A Survey and Comparison of Time-Delay Estimation Methods in Linear Systems

Abstract: In this thesis the problem of time-delay estimation (TDE) in linear dynamic systems is treated. The TDE is studied for signal-to-noise ratios, input signals, and systems that are common in process industry. This also implies that both open-loop and closed-loop cases are of interest. The true time-delay is estimated, which may be different from the time-delay giving the best model approximation of the true system. Time-delays which are not a multiple of the sampling interval are also of interest to estimate.In this thesis, a review and a classification according to underlying principles of TDE methods in the literature are made. The main classes are: 1) Time-Delay Approximation Methods: The time-delay is estimated from a relation (a model) between the input and output signals expressed in a certain basis. The time-delay is not an explicit parameter in the model. 2) Explicit Time-Delay Parameter Methods: The time-delay is an explicit parameter in the model. 3) Area and Moment Methods: The time-delay is estimated from certain integrals of the impulse and step responses. 4) Higher Order Statistics Methods.Some new methods and variants of old ones are suggested and evaluated, some of which have good estimation performance and some poor performance.
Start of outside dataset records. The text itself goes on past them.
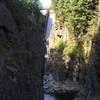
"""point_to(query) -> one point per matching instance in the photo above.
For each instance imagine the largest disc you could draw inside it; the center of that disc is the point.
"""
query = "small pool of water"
(49, 97)
(68, 96)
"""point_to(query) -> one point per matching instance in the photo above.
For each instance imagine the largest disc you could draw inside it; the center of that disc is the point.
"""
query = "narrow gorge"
(49, 53)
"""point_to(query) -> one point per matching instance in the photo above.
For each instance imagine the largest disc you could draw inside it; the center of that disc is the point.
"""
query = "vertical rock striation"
(21, 55)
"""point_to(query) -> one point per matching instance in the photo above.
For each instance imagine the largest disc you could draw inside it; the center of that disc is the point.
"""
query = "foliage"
(78, 15)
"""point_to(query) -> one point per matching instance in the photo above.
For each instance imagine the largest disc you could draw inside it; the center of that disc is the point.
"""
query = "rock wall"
(21, 55)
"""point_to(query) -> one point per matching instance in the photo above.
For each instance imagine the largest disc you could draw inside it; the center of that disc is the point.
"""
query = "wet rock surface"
(21, 58)
(51, 86)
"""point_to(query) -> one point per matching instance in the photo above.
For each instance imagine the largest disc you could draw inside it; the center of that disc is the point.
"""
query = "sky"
(46, 3)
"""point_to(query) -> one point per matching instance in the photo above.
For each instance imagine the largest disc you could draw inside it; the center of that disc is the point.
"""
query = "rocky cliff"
(21, 52)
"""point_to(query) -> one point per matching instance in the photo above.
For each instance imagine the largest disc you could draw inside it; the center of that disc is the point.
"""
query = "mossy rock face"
(21, 52)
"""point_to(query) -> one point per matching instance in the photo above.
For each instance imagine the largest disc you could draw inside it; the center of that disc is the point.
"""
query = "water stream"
(65, 96)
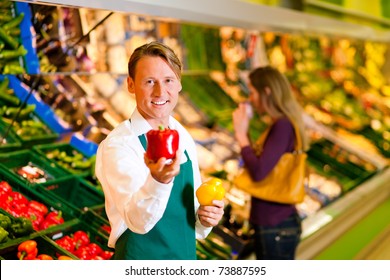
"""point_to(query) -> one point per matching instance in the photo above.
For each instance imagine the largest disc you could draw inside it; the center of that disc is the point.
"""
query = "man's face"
(156, 90)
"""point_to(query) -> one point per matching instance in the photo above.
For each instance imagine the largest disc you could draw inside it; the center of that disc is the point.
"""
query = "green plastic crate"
(54, 154)
(74, 192)
(95, 235)
(10, 162)
(11, 142)
(45, 245)
(29, 141)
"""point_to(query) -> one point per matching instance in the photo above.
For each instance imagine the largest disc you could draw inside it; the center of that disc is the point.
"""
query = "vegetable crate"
(8, 142)
(47, 249)
(90, 242)
(74, 159)
(73, 192)
(67, 158)
(25, 213)
(29, 168)
(332, 161)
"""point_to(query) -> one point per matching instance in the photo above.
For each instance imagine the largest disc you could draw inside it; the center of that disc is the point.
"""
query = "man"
(151, 206)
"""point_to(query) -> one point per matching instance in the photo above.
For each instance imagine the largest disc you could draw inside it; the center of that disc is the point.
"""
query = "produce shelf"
(29, 168)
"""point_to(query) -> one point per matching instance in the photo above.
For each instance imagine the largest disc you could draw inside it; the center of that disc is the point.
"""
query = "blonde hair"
(277, 98)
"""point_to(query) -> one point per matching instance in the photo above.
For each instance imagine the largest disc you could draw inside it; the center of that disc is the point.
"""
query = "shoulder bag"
(285, 182)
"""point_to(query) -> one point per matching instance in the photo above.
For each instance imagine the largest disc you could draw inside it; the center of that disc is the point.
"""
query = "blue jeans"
(278, 242)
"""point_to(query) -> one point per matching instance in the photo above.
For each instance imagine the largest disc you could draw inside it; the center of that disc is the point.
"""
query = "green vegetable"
(11, 54)
(5, 221)
(21, 226)
(8, 40)
(10, 99)
(3, 235)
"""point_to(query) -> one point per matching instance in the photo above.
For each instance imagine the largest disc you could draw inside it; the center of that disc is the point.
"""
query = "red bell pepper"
(162, 142)
(67, 243)
(62, 257)
(40, 207)
(52, 219)
(44, 257)
(5, 187)
(81, 238)
(27, 250)
(94, 249)
(18, 198)
(83, 253)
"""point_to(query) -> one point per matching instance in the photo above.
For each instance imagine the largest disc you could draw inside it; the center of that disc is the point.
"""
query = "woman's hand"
(209, 216)
(241, 125)
(162, 171)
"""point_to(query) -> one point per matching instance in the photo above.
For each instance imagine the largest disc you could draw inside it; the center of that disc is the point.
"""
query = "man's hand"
(209, 216)
(162, 171)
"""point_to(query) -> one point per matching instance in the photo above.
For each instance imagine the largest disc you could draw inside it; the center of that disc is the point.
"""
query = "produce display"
(337, 85)
(12, 50)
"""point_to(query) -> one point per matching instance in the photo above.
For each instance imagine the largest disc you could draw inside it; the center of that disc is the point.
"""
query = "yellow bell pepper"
(210, 190)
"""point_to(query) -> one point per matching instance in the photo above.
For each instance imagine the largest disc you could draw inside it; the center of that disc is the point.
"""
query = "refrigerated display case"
(320, 227)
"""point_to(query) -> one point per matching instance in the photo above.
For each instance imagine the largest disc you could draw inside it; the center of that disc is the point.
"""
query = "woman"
(151, 206)
(277, 227)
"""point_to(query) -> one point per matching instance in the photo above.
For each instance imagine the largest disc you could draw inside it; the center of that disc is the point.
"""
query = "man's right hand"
(162, 171)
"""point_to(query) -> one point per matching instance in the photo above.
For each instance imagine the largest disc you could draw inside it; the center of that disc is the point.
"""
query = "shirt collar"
(141, 126)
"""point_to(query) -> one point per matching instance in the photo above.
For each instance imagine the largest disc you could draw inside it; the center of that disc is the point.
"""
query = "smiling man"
(151, 205)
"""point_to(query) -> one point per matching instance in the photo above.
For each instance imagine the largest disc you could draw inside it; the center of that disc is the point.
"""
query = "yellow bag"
(285, 182)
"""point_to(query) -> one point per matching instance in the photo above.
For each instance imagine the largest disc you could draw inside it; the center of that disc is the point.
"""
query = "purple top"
(281, 139)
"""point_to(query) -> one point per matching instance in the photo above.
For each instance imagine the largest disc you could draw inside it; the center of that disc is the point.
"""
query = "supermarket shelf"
(233, 13)
(327, 225)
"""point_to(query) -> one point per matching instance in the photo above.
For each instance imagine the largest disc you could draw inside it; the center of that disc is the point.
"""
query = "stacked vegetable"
(28, 214)
(25, 124)
(30, 250)
(11, 49)
(80, 244)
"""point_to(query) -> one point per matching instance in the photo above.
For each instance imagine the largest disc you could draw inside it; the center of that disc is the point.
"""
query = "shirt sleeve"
(279, 140)
(139, 199)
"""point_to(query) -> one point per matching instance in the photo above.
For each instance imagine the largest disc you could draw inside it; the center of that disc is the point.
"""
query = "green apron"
(173, 237)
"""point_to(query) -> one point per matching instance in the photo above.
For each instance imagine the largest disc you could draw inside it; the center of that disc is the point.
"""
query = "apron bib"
(173, 237)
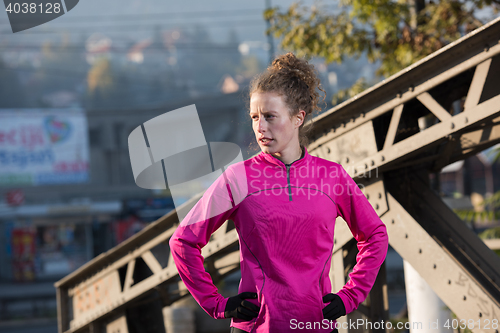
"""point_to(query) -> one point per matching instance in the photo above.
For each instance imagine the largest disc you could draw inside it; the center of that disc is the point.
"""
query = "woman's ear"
(300, 118)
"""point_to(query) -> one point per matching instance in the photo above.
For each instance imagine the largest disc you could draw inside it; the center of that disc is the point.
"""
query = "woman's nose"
(261, 126)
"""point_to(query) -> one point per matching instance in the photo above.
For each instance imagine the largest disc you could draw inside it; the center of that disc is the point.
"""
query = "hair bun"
(297, 81)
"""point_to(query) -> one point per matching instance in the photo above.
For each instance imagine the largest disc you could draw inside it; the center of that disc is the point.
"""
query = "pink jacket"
(285, 218)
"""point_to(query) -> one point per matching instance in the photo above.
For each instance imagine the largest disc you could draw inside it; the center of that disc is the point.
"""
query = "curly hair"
(296, 80)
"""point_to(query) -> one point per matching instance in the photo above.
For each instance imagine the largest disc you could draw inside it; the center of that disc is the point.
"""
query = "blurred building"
(53, 222)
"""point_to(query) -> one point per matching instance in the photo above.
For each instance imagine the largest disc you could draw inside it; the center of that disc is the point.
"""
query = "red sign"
(15, 197)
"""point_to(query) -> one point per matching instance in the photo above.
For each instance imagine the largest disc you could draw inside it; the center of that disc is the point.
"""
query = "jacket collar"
(275, 161)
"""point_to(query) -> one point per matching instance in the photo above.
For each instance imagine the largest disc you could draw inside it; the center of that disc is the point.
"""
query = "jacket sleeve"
(373, 241)
(210, 212)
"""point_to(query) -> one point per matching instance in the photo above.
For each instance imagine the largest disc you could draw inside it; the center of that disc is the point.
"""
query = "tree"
(396, 33)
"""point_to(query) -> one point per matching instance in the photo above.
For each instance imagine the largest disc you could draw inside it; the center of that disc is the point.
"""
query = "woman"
(284, 203)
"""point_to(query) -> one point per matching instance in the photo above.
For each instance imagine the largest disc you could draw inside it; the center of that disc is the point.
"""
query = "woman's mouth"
(265, 142)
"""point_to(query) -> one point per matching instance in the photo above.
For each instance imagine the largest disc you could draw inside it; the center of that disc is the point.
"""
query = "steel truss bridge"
(442, 109)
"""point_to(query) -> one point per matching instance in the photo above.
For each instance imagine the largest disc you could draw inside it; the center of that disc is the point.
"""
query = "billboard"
(42, 147)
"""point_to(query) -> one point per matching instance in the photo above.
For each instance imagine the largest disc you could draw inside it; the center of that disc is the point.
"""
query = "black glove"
(335, 309)
(237, 307)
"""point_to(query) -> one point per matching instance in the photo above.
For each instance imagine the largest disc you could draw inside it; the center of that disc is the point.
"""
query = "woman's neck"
(290, 154)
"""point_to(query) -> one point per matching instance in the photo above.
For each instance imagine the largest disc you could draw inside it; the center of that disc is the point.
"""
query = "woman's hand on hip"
(335, 309)
(238, 307)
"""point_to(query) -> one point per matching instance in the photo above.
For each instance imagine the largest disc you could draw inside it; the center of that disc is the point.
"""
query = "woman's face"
(271, 121)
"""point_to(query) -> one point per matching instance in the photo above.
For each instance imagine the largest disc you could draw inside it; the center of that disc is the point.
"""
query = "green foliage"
(390, 31)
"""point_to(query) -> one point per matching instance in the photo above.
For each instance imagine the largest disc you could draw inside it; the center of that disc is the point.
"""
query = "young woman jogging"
(284, 203)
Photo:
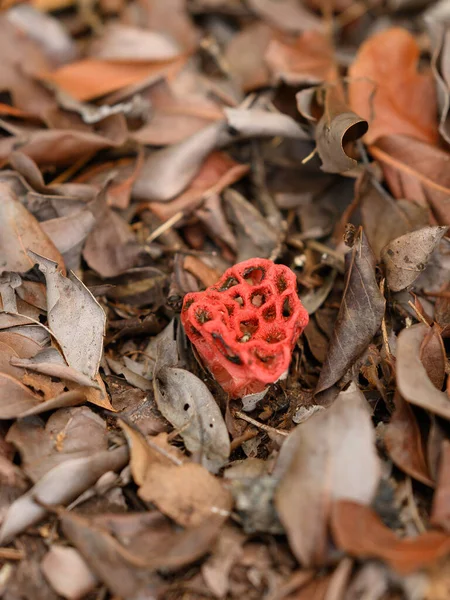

Properties of TDE methods are analyzed, both theoretically and experimentally. Recommendations are given on how to choose estimation method and input signal. Generally, prediction error methods where the time-delay parameter is explicit and is optimized simultaneously with the other model parameters give good estimation quality.Most evaluations have been conducted with factorial experiments using Monte Carlo simulations in open and closed loop. Some statistical analysis methods have been utilized: The RMS error of the time-delay estimates gives an absolute measure of the performance. ANOVA (ANalysis Of VAriance) and confidence intervals give conclusions with a certain level of confidence.